Crime Scene Abomination

CSI: Las Vegas - Crime Scene Investigation (Nine Network)

What is it with CSI?

Given the seemingly endless global proliferation of the franchise, no doubt the good citizens of rural Victoria are preparing for the cameras to roll on CSI: Warrnambool - but it is the origin of the species that I speak of here. CSI: Las Vegas.

I'm sorry. I simply cannot watch it any more.

The acting is amateur-standard and overblown, the scripts cliched and melodramatic, the plotlines frequently ridiculous, and - most infuriatingly of all - the series relies for its impact not on traditional dramatic elements such as plot or characterisation, but on a liberal display of gore to which the counterpoint is a prevailing attitude of world-weariness from the principal players. This mass disembowellment of a middle class family in their own home sure is shocking, but hey, I'm with the Las Vegas CSI team, and I'm far too experienced to be shocked by any of this.

Splashing the screen with blood and bodies is the bluntest of blunt instuments with which to bludgeon an undemanding audience.

CSI's other tried'n'true technique is a regular-as-clockwork weekly piece of technical whizzbangery in which the viewer is televisually thrust through a victim or killer's arteries, intestines, brain, or alimentary canal to disclose the scientific detail behind the CSI team's breakthroughs. It's Hollywood special effects at its small-screen best, but, for all its dazzlement, it can't blind us to the shortcomings of the rest of the show.

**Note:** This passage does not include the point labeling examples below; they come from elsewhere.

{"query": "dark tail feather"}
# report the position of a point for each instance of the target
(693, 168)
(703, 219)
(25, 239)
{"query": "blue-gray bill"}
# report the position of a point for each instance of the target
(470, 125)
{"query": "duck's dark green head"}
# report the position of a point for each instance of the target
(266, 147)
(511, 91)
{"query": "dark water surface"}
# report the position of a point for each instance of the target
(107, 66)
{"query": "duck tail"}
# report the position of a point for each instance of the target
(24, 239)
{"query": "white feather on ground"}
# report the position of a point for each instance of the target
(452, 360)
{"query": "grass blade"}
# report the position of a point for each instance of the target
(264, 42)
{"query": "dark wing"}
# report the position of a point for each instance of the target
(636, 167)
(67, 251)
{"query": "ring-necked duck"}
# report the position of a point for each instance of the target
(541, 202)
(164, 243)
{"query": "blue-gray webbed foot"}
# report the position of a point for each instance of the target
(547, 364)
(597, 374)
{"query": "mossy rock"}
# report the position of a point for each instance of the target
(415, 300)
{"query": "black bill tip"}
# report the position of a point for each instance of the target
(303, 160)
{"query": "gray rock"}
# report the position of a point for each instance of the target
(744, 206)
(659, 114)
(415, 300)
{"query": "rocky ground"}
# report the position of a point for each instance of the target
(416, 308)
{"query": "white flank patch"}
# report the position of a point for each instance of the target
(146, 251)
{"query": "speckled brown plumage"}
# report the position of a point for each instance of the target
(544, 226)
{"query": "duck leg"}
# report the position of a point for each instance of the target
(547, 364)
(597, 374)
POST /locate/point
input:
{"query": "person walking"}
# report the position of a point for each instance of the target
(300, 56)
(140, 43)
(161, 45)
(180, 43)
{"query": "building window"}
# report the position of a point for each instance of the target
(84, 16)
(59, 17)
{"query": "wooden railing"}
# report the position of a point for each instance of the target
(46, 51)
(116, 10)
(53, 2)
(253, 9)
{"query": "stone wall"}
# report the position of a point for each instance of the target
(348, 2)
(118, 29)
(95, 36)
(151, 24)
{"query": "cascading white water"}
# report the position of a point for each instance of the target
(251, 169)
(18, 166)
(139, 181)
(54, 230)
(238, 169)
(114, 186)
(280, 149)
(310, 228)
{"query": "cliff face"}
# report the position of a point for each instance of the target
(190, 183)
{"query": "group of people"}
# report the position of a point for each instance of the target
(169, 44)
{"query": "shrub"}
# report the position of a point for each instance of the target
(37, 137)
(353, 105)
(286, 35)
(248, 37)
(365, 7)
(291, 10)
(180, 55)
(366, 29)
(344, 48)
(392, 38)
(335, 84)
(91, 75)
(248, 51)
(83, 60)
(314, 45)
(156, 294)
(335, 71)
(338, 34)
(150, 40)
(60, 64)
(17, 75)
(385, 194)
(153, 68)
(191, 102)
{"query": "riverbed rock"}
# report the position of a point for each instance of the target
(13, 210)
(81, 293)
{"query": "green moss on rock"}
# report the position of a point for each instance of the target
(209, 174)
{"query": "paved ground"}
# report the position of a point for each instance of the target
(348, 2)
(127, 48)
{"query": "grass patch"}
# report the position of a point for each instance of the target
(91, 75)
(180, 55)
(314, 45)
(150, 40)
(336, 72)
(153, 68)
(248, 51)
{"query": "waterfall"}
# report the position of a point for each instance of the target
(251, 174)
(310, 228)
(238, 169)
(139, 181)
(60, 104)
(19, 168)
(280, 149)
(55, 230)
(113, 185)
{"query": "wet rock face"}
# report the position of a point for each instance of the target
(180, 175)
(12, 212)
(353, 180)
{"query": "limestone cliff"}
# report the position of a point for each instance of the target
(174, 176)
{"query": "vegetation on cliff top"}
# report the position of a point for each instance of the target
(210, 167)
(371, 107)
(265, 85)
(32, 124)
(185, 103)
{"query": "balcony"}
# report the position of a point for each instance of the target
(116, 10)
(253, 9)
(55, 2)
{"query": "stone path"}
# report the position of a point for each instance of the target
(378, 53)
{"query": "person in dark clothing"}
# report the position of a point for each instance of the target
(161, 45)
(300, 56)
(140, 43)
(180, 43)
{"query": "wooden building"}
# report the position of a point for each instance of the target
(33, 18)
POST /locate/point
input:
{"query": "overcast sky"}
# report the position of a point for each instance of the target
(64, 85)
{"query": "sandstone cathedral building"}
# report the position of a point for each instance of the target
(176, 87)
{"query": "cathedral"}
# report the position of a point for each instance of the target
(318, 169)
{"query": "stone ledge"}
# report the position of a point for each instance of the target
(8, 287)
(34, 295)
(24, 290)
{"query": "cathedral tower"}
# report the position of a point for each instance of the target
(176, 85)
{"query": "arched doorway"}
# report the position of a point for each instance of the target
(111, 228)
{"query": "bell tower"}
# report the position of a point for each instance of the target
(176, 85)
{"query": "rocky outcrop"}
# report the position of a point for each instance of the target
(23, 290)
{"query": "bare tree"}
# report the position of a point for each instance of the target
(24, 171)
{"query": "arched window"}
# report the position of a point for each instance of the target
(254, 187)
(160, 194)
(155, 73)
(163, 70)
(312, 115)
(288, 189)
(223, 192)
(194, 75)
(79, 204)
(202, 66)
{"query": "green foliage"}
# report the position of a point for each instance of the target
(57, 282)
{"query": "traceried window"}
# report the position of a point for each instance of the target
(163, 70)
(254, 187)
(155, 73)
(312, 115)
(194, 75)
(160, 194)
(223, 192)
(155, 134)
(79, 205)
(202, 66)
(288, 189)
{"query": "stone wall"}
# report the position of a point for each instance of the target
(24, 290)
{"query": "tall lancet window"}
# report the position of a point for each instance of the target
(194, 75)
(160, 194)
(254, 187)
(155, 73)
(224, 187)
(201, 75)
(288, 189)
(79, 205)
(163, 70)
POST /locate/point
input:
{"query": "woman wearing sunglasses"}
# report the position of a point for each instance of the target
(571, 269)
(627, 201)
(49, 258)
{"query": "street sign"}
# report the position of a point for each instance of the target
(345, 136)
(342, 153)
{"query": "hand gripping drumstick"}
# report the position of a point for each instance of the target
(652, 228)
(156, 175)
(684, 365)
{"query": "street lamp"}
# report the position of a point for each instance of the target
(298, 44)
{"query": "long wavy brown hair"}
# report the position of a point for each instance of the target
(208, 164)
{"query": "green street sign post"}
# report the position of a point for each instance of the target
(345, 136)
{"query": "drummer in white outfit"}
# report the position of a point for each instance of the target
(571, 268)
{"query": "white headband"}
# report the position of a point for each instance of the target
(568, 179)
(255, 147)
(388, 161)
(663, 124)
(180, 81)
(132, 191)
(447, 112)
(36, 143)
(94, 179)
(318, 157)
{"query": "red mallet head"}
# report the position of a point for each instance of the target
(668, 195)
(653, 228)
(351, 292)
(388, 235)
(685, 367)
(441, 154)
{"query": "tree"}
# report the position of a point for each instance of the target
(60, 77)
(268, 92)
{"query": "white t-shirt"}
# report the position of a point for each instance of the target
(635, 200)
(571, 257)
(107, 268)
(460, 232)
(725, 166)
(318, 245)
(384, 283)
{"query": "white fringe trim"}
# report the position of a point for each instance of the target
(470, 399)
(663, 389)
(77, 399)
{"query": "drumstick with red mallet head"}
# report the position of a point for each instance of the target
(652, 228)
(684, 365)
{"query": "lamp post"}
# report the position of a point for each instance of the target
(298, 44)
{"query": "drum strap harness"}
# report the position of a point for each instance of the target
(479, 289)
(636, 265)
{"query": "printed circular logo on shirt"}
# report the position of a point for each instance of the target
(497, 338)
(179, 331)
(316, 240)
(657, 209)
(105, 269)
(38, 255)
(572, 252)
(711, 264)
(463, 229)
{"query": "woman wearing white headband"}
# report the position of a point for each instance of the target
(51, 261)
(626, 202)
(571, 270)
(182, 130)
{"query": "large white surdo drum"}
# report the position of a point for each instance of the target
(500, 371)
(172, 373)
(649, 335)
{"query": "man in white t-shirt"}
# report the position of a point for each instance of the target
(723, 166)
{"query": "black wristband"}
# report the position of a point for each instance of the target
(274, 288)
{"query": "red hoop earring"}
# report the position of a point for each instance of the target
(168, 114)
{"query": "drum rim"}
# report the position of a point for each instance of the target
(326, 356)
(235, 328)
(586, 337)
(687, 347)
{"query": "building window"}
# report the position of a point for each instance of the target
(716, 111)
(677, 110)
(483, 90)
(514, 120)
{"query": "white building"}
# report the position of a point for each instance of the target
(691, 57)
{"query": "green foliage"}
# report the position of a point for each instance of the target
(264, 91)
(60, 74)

We are meant to believe that police forensic scientists routinely pack weapons and interrogate suspects. The reality is that the people CSI glorifies are more often nerdy, bespectacled scientists who provide technical information to real police, who then do the actual crimefighting.

But that would make CSI just another cop show.

Can anyone take Gus Grissom seriously? This pasty lardarse struts around in shades, quoting classical literature and dropping what the scriptwriters evidently consider to be heavily ironic remarks about morality and the woeful state of the world in general. He is the sort of person you would duck into a broom closet to avoid if you saw him in the corridor at work.

His supporting cast includes two females, one young and one old, both of whom are readily interchangeable. They are evidently modelled on Sgt Pepper Anderson, circa 1973, from Policewoman - but they lack the depth of character.

Then there are the men - one black, one white, both painful. All the team members are unarguably good guys without any personality flaws. Oh, the black guy had a gambling problem once, but that's pretty much it.

Backing up this sorry assortment is - and here's a surprise - the veteran hardnosed cop. Bad haircut, unfashionable clothes, etc. You know the drill.

Yet CSI is a global phenomenon, which has spawned a clutch of identical shows differing only in location. There is endless potential to clone the program. Its popularity is unquestionable. But I'm happy to mark myself out in this case as different from the tens of millions of fans who love the show. However faint your voice in the wilderness, sometimes you just have to take a stand against mediocrity. Or, in this case, against trash.